Prioritizing the vulnerable
The White House says it needs more funding from Congress to protect older adults and the vulnerable, even beyond the $22.5 billion emergency supplemental request that Office of Management and Budget acting Director Shalanda D. Young sent to Speaker Nancy Pelosi last week.
Advocates like Segev also say the CDC should issue more detailed distribution guidelines for COVID-19 therapeutics like AstraZeneca’s Evusheld, a preventative pill to help high-risk patients avoid contracting the virus, in addition to a streamlined pathway to authorize other existing COVID-19 treatments for preventative use.
Segev has also been advocating increased antibody testing among the immunocompromised. The tests have evolved extensively from the unreliable products that flooded the market at the beginning of the pandemic, he said, and can now calculate different levels of antibodies and other things that can inform clinical decisions.
“If you actually take care of patients every day, your patients say to you, ‘Do I need to stay home? Do I need Evusheld? Is it ridiculous for me to see my family members unmasked?’ Etc., etc.,” he said. “They have real questions about real life decisions, and if we go at it blindly, that’s just stupid.”

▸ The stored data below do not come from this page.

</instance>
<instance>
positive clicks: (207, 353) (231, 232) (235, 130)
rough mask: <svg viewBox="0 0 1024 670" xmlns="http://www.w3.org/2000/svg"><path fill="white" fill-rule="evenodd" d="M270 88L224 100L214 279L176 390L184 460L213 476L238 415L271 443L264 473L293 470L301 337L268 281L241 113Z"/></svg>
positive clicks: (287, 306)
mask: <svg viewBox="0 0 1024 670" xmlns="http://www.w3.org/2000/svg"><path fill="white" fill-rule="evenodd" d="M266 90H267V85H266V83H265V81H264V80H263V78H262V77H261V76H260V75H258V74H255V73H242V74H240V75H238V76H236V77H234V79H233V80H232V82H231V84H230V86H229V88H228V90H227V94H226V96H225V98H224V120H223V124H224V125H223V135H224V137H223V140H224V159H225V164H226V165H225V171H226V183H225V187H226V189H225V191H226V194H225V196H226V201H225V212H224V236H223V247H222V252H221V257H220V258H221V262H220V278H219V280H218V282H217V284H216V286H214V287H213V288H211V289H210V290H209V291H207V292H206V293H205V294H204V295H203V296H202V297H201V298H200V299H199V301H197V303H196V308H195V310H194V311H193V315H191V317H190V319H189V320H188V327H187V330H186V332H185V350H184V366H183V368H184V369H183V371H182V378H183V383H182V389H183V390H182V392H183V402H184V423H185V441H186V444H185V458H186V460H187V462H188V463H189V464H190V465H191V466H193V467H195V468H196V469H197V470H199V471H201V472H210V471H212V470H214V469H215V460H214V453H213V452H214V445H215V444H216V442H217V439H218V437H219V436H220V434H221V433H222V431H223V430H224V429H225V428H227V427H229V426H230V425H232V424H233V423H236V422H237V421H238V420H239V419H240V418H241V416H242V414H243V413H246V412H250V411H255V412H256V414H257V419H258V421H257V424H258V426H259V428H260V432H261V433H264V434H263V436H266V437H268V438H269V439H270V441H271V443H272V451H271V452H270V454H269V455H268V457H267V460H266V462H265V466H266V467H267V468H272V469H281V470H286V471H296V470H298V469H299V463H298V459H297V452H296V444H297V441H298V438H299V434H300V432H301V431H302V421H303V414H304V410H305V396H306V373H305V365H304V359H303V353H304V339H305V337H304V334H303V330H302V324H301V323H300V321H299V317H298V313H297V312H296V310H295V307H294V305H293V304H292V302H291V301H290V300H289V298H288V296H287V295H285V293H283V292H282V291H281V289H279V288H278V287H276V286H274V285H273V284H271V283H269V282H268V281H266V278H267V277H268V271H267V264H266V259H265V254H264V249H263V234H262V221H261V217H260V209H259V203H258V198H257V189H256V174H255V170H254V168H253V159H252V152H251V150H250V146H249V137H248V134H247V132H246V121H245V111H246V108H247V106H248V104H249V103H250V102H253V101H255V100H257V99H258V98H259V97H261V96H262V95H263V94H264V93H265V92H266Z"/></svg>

The CDC’s revised mask guidance is raising particular concerns, especially since it focuses on hospitalizations — a lagging indicator that critics say will not alert officials in time to stop another surge. Little Lobbyists, a patient advocacy group for children with complex medical conditions, is one organization urging the CDC to reinstate stricter masking recommendations, citing in part the fact that children under 5 are still not eligible for COVID-19 vaccines.
“Only once case counts and transmission rates have dropped and universal vaccines are available will the pandemic end,” the group wrote. “Until that time, all individuals, including people with disabilities, have a right to fully participate in their communities without putting their health and lives at risk.”
Parity on a new normal
But older adults and immunocompromised individuals have also been subject to some of the strictest precautions, whether they want to be or not. Nursing homes went under lockdown during the height of the pandemic and only began allowing frequent visits last November.
Aging services provider group LeadingAge is calling on the Department of Health and Human Services to give “parity” to older adults by loosening restrictions on health care settings like nursing homes.
“Our nation’s elders have been subjected to unequal mitigation measures based solely on their place of residence,” President Katie Smith Sloan wrote in a letter. “As COVID-19 measures in surrounding communities have gradually allowed for more freedom and autonomy, long-term care settings have remained under the grip of conservative measures.”
The difficulty of walking the tightrope between too many restrictions and too few is not lost on Gleason, who remembers the first time he read an article arguing for learning to live with the virus.
“That’s easy to write about, easy to say, as long as it’s not your family that’s got somebody dying from it,” he said.
But he also misses seeing people. When a work conference in Seattle was recently canceled over the lack of in-person attendees, Gleason also lost the chance to reconnect with the nurse who helped coordinate his transplant 28 years ago.
In the meantime, little things like coffee and doughnuts are offering a small sense of normalcy to him and the rest of his congregation.
“Maybe, we’re coming out the other end of this tunnel,” he said, “and the light that we saw really is the sunlight and not an engine headed at us.”